Der Staat als Zensor
Hinderlich dabei wirkte indes die Pressezensur, die je nach politischer Lage mal moderat, mal streng ausgeübt wurde. Zuerst aufgehoben wurde sie 1770 durch den in Kopenhagen zur Macht gelangten Minister Johann Friedrich Struensee (*1737-1772†), der aber bald gestürzt wurde. Die Karlsbader Beschlüsse von 1819 brachten für Holstein und dann auch für Schleswig eine verschärfte Zensur. Ausgeübt wurde sie von der örtlichen Polizei im Zusammenwirken mit der jeweiligen Oberbehörde. Sie fanden manch Beanstandenswertes und verhängten gelegentlich Geldstrafen. Doch von einer despotisch ausgeübten Zensur kann keineswegs die Rede sein. Im Unterschied zu Staaten des Deutschen Bundes oder Dänemark wanderte damals kein einziger Redakteur oder Verfasser ins Gefängnis. Auch Berufsverbote wurden nicht ausgesprochen. Seit 1846 der „offene Brief“ zur Thronfolgefrage veröffentlicht wurde, spitzte sich die politische Diskussion zu, und die Zensurpraxis wurde schärfer.

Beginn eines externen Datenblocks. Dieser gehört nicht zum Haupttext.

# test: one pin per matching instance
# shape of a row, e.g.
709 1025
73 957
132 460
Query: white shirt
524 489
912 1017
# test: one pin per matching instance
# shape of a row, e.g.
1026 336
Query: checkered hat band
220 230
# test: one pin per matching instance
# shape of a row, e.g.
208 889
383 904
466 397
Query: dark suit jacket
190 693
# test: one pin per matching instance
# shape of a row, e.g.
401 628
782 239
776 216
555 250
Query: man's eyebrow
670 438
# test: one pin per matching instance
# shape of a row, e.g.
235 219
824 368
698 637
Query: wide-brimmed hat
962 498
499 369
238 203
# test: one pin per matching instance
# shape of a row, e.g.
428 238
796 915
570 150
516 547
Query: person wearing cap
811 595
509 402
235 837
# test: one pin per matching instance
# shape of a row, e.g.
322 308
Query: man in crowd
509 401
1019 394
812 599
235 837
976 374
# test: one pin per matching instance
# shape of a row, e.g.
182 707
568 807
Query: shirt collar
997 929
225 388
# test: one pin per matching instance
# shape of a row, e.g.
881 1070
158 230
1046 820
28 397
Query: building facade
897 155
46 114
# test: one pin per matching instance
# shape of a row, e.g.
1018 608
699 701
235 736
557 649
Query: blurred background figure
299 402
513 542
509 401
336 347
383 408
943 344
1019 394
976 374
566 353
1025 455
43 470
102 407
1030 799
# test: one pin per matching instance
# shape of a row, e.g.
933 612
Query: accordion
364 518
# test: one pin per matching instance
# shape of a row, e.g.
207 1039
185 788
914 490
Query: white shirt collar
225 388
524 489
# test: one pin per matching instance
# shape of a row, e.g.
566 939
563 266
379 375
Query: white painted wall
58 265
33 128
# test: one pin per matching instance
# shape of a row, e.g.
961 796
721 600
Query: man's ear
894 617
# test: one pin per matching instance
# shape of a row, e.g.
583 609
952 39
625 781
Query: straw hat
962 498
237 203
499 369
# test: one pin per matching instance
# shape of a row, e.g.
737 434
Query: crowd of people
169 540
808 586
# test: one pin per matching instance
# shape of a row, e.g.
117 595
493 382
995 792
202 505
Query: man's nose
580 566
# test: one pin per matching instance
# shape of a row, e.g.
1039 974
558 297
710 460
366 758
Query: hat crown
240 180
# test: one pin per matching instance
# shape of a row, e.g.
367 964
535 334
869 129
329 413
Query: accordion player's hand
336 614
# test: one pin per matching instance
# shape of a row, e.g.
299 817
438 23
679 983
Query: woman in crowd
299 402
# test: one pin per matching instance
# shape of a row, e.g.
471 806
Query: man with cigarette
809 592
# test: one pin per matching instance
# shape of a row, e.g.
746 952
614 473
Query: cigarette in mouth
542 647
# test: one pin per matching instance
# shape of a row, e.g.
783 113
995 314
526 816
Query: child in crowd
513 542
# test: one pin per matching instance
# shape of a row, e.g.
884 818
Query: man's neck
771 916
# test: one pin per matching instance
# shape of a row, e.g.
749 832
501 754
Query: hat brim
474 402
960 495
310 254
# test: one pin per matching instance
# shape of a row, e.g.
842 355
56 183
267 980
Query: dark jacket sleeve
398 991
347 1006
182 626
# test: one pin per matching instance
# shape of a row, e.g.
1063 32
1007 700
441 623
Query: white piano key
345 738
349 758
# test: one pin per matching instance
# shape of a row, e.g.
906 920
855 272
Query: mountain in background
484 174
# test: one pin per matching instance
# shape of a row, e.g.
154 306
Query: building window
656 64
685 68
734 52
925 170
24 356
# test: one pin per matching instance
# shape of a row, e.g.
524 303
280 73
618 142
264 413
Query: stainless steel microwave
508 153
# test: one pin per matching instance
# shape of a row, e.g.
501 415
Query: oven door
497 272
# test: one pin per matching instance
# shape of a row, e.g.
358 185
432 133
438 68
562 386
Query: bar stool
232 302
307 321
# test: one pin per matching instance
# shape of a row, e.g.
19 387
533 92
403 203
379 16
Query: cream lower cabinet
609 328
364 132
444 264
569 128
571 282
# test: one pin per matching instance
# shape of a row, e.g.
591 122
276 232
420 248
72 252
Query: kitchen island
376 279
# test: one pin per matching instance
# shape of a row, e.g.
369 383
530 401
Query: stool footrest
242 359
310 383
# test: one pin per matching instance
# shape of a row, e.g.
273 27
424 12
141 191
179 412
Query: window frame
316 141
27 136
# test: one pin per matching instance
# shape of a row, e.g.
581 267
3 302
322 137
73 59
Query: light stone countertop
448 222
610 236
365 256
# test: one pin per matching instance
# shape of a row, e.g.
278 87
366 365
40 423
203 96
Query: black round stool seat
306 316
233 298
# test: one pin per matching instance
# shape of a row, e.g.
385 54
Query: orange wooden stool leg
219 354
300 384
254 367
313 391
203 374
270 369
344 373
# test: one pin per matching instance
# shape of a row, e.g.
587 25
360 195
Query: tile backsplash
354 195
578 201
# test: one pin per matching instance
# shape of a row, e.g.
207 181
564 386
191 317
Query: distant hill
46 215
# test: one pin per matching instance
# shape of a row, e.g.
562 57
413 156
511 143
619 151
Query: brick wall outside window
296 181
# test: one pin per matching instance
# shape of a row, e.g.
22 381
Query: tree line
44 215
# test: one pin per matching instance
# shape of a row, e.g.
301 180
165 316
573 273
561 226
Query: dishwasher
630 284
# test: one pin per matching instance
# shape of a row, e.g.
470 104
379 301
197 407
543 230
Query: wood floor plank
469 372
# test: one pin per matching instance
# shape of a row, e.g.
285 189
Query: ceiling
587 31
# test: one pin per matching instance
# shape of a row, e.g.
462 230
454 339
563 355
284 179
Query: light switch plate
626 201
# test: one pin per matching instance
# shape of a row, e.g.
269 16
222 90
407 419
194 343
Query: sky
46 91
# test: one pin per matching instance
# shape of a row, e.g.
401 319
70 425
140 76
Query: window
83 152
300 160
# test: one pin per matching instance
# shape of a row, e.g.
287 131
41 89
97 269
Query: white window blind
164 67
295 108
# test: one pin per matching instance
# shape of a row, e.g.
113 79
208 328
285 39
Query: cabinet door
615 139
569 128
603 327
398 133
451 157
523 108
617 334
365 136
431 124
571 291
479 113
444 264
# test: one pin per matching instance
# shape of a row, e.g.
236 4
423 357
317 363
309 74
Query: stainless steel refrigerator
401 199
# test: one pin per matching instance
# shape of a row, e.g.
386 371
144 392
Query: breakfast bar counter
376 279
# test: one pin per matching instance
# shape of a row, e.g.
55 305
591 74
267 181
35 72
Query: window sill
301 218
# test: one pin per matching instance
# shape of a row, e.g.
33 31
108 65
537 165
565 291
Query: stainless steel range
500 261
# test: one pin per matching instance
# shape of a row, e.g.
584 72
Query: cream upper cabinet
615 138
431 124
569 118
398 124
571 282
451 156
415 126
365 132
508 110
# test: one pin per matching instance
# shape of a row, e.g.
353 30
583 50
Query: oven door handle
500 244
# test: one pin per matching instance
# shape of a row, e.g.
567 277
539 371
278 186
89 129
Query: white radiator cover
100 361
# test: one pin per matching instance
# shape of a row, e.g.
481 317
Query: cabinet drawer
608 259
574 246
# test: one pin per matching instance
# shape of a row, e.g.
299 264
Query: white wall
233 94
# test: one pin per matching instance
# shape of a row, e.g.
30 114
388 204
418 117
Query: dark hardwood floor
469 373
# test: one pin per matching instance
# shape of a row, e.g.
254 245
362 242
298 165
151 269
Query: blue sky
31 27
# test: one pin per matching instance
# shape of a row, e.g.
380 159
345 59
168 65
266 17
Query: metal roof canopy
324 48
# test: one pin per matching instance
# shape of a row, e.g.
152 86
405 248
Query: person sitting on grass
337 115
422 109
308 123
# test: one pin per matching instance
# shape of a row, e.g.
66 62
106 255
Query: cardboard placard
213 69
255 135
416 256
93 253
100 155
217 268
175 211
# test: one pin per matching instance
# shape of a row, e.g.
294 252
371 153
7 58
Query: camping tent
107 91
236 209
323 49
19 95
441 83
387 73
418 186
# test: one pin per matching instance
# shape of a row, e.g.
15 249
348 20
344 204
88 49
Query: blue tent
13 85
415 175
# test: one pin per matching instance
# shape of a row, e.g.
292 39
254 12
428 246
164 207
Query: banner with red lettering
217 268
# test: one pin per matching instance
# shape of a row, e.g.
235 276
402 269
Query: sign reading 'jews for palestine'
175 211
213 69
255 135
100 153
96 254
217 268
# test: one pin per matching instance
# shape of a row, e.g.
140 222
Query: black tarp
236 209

Freie Presse als Intermezzo
Erst das Revolutionsjahr 1848 brachte die Pressefreiheit. In kürzester Zeit entstanden 19 neue Zeitungen, in Rendsburg vor allem die ‚Schleswig-Holsteinische Zeitung’, in der ein später berühmter Mann namens Theodor Mommsen (*1817-1903†) beißende Kritik an den herrschenden Verhältnissen übte, und ‚Das Volk’, die für kurze Zeit der aus Nordfriesland stammende Revolutionär Harro Harring (*1798-1870†) prägte. Mit dem Scheitern der Revolution 1851 kehrte die Zensur zurück. Mehrere Blätter wurden verboten.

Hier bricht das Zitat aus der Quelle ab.